In the not-for-profit sector there are a number of common legal structures that are employed. Depending on the structure adopted the regulations and legal controls applicable will vary:
- A company limited by guarantee – Corporations Act 2001 (Cth);
- Incorporated association – Associations Incorporation Act 1987 (WA) or the equivalent state legislation for those incorporated outside WA;
- Unincorporated association; and
- Other bodies corporate – Incorporated by royal charter (i.e. Chartered Accountants Australia New Zealand, Governance Institute) or Incorporated by specific legislation (e.g. Scout Association Act 1932 (Vic))
This article will discuss the power of members in a company limited by guarantee.
A company limited by guarantee
A company limited by guarantee is established and governed under the Corporations Act and has members rather than shareholders; because it can’t make a profit for individuals and the liability of the members is limited by the amount of the guarantee.
The 3 divisions of any company include;
- The Company (itself a legal entity with decisions made by a board or delegated to an executive);
- A Member of the company – including any affiliated bodies (which are entitled to exercise membership powers and vote at general meetings including AGMs); and
- Each of the individual directors who should act collectively as the board.
These three individual groups can enforce their rights which are contained in the organisation’s Constitution. (See s140 Corporations Act)
What exactly can members enforce?
Interestingly each individual member can take action to enforce that member’s constitutional rights against;
- another member; or
- the company.
Likewise each individual director can take action against the company but not against another fellow director.
If you are a member of such an organisation you may be interested to know that you cannot take action against any individual Director to enforce any of your rights.

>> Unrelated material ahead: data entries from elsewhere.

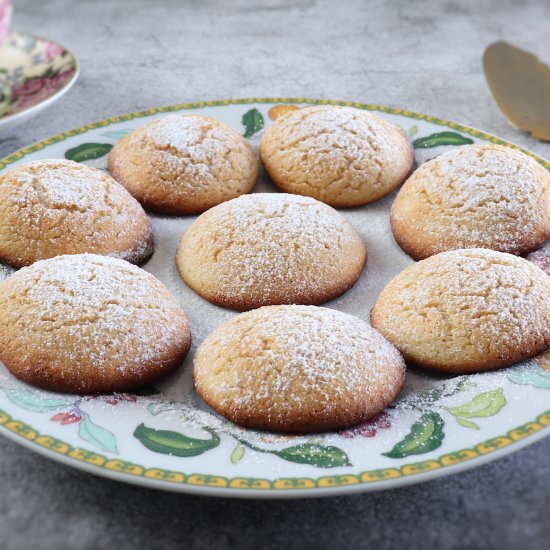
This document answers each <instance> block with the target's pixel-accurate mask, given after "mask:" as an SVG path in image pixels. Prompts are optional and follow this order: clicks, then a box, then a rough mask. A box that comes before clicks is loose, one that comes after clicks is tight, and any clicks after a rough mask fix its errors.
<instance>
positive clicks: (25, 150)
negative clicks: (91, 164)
mask: <svg viewBox="0 0 550 550" xmlns="http://www.w3.org/2000/svg"><path fill="white" fill-rule="evenodd" d="M255 103H256V104H258V103H260V104H261V103H268V104H277V103H288V104H292V103H302V104H303V103H307V104H311V105H342V106H347V107H355V108H358V109H366V110H369V111H379V112H382V113H389V114H392V115H400V116H404V117H407V118H411V119H414V120H425V121H427V122H431V123H433V124H437V125H439V126H446V127H448V128H452V129H454V130H457V131H459V132H462V133H465V134H468V135H471V136H474V137H476V138H479V139H483V140H485V141H489V142H491V143H497V144H499V145H506V146H508V147H512V148H514V149H519V150H521V151H523V152H525V153H526V154H528V155H529V156H531V157H533V158H534V159H536V160H537V161H538V162H539V163H540V164H542V165H543V166H544V167H545V168H546V169H548V170H550V162H549V161H547V160H545V159H543V158H541V157H539V156H538V155H535V154H533V153H531V152H530V151H526V150H525V149H522V148H521V147H518V146H517V145H514V144H512V143H510V142H508V141H505V140H502V139H500V138H498V137H496V136H493V135H491V134H487V133H485V132H481V131H480V130H476V129H474V128H470V127H468V126H463V125H461V124H456V123H455V122H450V121H447V120H444V119H441V118H437V117H433V116H430V115H425V114H421V113H416V112H413V111H407V110H404V109H394V108H391V107H384V106H381V105H371V104H365V103H357V102H354V101H334V100H324V99H310V98H277V97H275V98H249V99H224V100H219V101H202V102H198V103H182V104H179V105H172V106H169V107H159V108H156V109H148V110H146V111H138V112H135V113H130V114H126V115H121V116H117V117H111V118H106V119H104V120H101V121H99V122H94V123H91V124H86V125H84V126H80V127H79V128H75V129H73V130H68V131H67V132H63V133H61V134H57V135H55V136H52V137H50V138H47V139H44V140H42V141H39V142H37V143H34V144H33V145H30V146H28V147H25V148H24V149H20V150H19V151H16V152H15V153H12V154H11V155H8V156H7V157H5V158H3V159H2V160H0V170H1V169H3V168H5V167H6V166H8V165H9V164H11V163H13V162H15V161H17V160H20V159H22V158H23V157H25V156H26V155H29V154H31V153H34V152H36V151H40V150H41V149H44V148H45V147H46V146H48V145H52V144H54V143H58V142H60V141H64V140H65V139H67V138H70V137H72V136H76V135H79V134H84V133H86V132H87V131H88V130H93V129H94V128H102V127H105V126H109V125H110V124H115V123H118V122H124V121H126V120H132V119H134V118H142V117H147V116H151V115H155V114H159V113H168V112H174V111H182V110H189V109H201V108H204V107H222V106H225V105H248V104H255ZM0 426H1V427H2V428H4V429H5V430H8V431H10V432H12V433H13V434H15V435H17V436H18V437H21V438H23V439H26V440H27V441H32V442H33V443H35V444H36V445H39V446H41V447H44V448H45V449H48V450H49V451H51V452H53V453H56V454H59V455H64V456H67V457H70V458H71V459H73V460H75V461H78V462H82V463H86V464H89V465H91V466H95V467H97V468H101V469H104V470H109V471H112V472H118V473H121V474H125V475H129V476H136V477H141V478H148V479H154V480H157V481H164V482H169V483H174V484H186V485H193V486H201V487H212V488H218V489H220V488H221V489H248V490H250V489H262V490H266V489H269V490H277V491H280V490H285V491H286V490H295V489H316V488H324V489H326V488H330V487H345V486H350V485H359V484H367V483H372V482H376V481H385V480H391V479H395V478H402V477H409V476H414V475H416V474H421V473H425V472H428V471H433V470H438V469H441V468H446V467H449V466H455V465H457V464H460V463H463V462H466V461H468V460H472V459H475V458H478V457H480V456H482V455H486V454H489V453H493V452H495V451H498V450H500V449H503V448H504V447H508V446H510V445H512V444H514V443H515V442H518V441H521V440H523V439H525V438H526V437H529V436H531V435H533V434H535V433H537V432H539V431H540V430H542V429H544V428H546V427H548V426H550V410H548V411H546V412H544V413H543V414H541V415H540V416H539V417H537V419H536V420H534V421H532V422H528V423H527V424H523V425H522V426H519V427H517V428H515V429H514V430H512V431H510V432H508V433H507V434H506V435H503V436H498V437H494V438H492V439H489V440H487V441H484V442H482V443H479V444H478V445H476V446H475V447H473V448H471V449H462V450H460V451H455V452H453V453H448V454H445V455H443V456H441V457H439V458H438V459H431V460H425V461H422V462H415V463H412V464H405V465H403V466H400V467H399V468H382V469H379V470H370V471H366V472H361V473H360V474H358V475H355V474H344V475H332V476H323V477H319V478H317V479H312V478H291V477H289V478H279V479H275V480H269V479H257V478H248V477H236V478H232V479H230V478H226V477H222V476H214V475H205V474H185V473H183V472H177V471H172V470H164V469H160V468H146V467H145V466H140V465H139V464H134V463H132V462H127V461H124V460H120V459H112V458H108V457H106V456H103V455H100V454H98V453H95V452H92V451H88V450H86V449H81V448H78V447H72V446H71V445H69V444H68V443H65V442H64V441H61V440H59V439H57V438H55V437H53V436H49V435H42V434H39V433H38V432H37V431H36V430H34V429H33V428H32V427H31V426H29V425H27V424H25V423H24V422H21V421H19V420H15V419H13V418H12V417H11V416H10V415H9V414H8V413H7V412H5V411H2V410H0Z"/></svg>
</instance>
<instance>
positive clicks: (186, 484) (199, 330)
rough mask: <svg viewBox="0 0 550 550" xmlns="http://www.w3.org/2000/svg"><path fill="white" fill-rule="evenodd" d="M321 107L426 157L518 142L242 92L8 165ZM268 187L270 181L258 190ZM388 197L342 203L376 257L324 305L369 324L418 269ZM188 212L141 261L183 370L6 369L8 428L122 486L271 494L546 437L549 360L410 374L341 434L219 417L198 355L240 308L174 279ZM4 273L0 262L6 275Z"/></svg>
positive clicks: (40, 451)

What does this mean for members?
This leaves only one avenue of recourse that any member may have against any individual Director. That recourse is your power to vote at a general meeting. The real issue to examine is just how extensive that power is.
The answer is that this power to vote at a general meeting (or the AGM) is extremely extensive.
Resolutions by members
- Calling a meeting
Section 249D of the Corporations Act compel the directors to call and arrange to hold a general meeting at the request of enough members representing 5% of those who can vote at a general meeting. The request must be in writing and state the proposed resolution for the meeting.
Regardless of whether the directors approve of the resolution proposed by the members, they have no choice but to call the meeting demanded by the members within 21 days of receiving the notice – except for the resolution to remove a director. S249D (5)
- Removal of a director by the members
S203D of the Corporations Act prescribes that a director can be ‘removed from office’ by a resolution of the members regardless of anything to the contrary written in the Constitution.
Importantly then, if you want a director to be removed, you can call a meeting and remove him (or her) regardless of what the Board or the management actually thinks!
The only requirement is that notice of this specific resolution is communicated by the members to the company at least two months before the meeting to remove the director is actually held.
For the directors who are appointed by the membership at the AGM (although appointed directors are not exempt either), section 203E of the Corporations Act actually stops the rest of the board of directors from voting another director off the board (who presumably doesn’t necessarily agree with them).
Clearly this requirement in a public company reflects the importance in the legislation which is given to the decision of the members who decide about who they choose to sit on the Board of Directors; whether or not this person is approved by other directors, or not.
- Other resolutions by the members
It is the members who ultimately decide whether the Constitution of any organisation should be altered. Directors may propose alterations to the Constitution but these cannot be enacted without a resolution called a ‘special resolution’ at a general meeting.
Where is the fine line of resolutions that members can propose?
Ultimately the members have every right to bring any resolution which doesn’t impact upon the running (the management) of the company.
Clearly the management needs to be left in the hands of the board and any paid staff that they delegate this power to.
But the members can prescribe things that aren’t to do with management such as:
- What the members want and don’t want in terms of information and reports provided to them regarding performance against financial or non-financial KPIs;
- What they approve of or don’t approve of in terms of the general strategy of the organisation which the board has set.
If you are a member of such an organisation, you are encouraged to think carefully about your rights, and to use your extensive voting power for the overall good of the governing organisation. The next AGM will be your chance to do just that!